A little modified example, which covers the above topics:

  Flow flow = Flow.create();
  Dataset<Integer> input = ...;
  NamedTag<Long> elementsTag = NamedTag.named("input-elements").typed(Long.class);
  Dataset<Integer> output = FlatMap.of(input)
      .using((in, ctx) -> {
        ctx.collect( /* do whatever transformation of `in` */ );
        ctx.collect(elementsTag, 1L);
      })
      .withNamedTags(elementsTag)
      .output();
  Dataset<Long> inputElements = flow.getTaggedStream(elementsTag);
  // now I can do whatever i want with this stream, I can window it as I wish, aggregate by a function
  // of my choice and so on, and finally, persist the dataset where I wish

vanekjar commented 7 years ago

@je-ik I totally agree that counters are just another output from an operator. I want to say your idea makes a great sense and it seems to be quite similar to mentioned additional outputs and side inputs from Apache Beam model. It sounds like counters could be really replaced by a more general and more powerful concept of parallel/additional outputs.

But there are still a few questions:

I am not sure if the usage comfort of multiple outputs is comparable to simplified API of counters/accumulators. If the user want just to add some "Hadoop style" counter that is then visible in the running app UI it seems to be quite overkill to define a separate Dataset, then consume it with some aggregation function and persist to some predefined sink.
I think those two concept target different goals. Accumulator API is intended just for debug/metrics in contrary to multiple outputs that are part of the business logic and can be consumed by user functions later in processing. Maybe we could support both.
Last remark is purely practical. If we now decide to solve the need for accumulators by designing this new concept of multiple operator outputs (that will break a lot of things if supported properly) it will bring an order of magnitude more work to be done. That means accumulators may not be ready in the nearest/foreseeable future. The question is whether not to make a separate issue for multiple outputs concept and solve it separately.

je-ik commented 7 years ago

@vanekjar I agree with all of your points, but on the other hand I must mention one other caveat - by incorporating the accumulator API into euphoria core, we force all executors to implement this API. Either explicitly or at least to ignore them. If the possibility to ignore them would be left to the executor, then we have to mark this as optional (and therefore somehow prevent users from using the accumulators in business logic).

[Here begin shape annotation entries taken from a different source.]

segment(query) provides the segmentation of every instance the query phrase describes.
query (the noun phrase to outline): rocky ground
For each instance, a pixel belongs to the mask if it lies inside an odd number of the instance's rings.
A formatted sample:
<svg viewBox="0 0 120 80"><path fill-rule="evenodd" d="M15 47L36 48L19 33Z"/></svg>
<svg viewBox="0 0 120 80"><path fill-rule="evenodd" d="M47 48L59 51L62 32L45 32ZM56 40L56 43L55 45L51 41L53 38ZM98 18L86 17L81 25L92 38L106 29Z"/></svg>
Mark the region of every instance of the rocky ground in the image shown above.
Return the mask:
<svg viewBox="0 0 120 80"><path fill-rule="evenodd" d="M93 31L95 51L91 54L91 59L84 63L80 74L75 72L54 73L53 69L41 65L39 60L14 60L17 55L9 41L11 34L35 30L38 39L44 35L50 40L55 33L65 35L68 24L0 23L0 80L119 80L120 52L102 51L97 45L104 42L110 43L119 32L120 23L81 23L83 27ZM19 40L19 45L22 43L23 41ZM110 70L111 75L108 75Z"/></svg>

If we decided to force executors to implement the counters, we go directly against one of Euphoria design goals - to simplify the adoption of new executors by implementing as few features as needed.

I'm not also sure it these "side" outputs are really as work intensive as you suggest, maybe we could open another issue and try to elaborate this a little deeper?

xitep commented 7 years ago

from my perspective:

additional outputs are definitely a non-trivial undertaking, in particular, we need to make sure, not to introduce even more overhead to the existing executors.
so far my impression is that accumulators, as suggested so far, are a "fire and forget" thing. there isn't any reliable way to read them (getLocalValue is actually undefined since the life-cycle of a UDF is kept intentionally undefined.) i don't thing we can approach "hang your business logic on these counters". this would require reliable additional outputs i believe. and yes, i think it can be executor optional. if i understood @vanekjar correctly, the accumulation of the values would be executor neutral; it merely has to poll for values if it desires to report them elsewhere (the executor understands a UDFs life-cyclie since it manages it.)
regarding additional outputs, i would actually be very interested in "precise" metrics, i.e. in additional outputs that are committed (or rolled back) together with the main output.

just my 2cents on the state of the discussion so far. don't take it too seriously.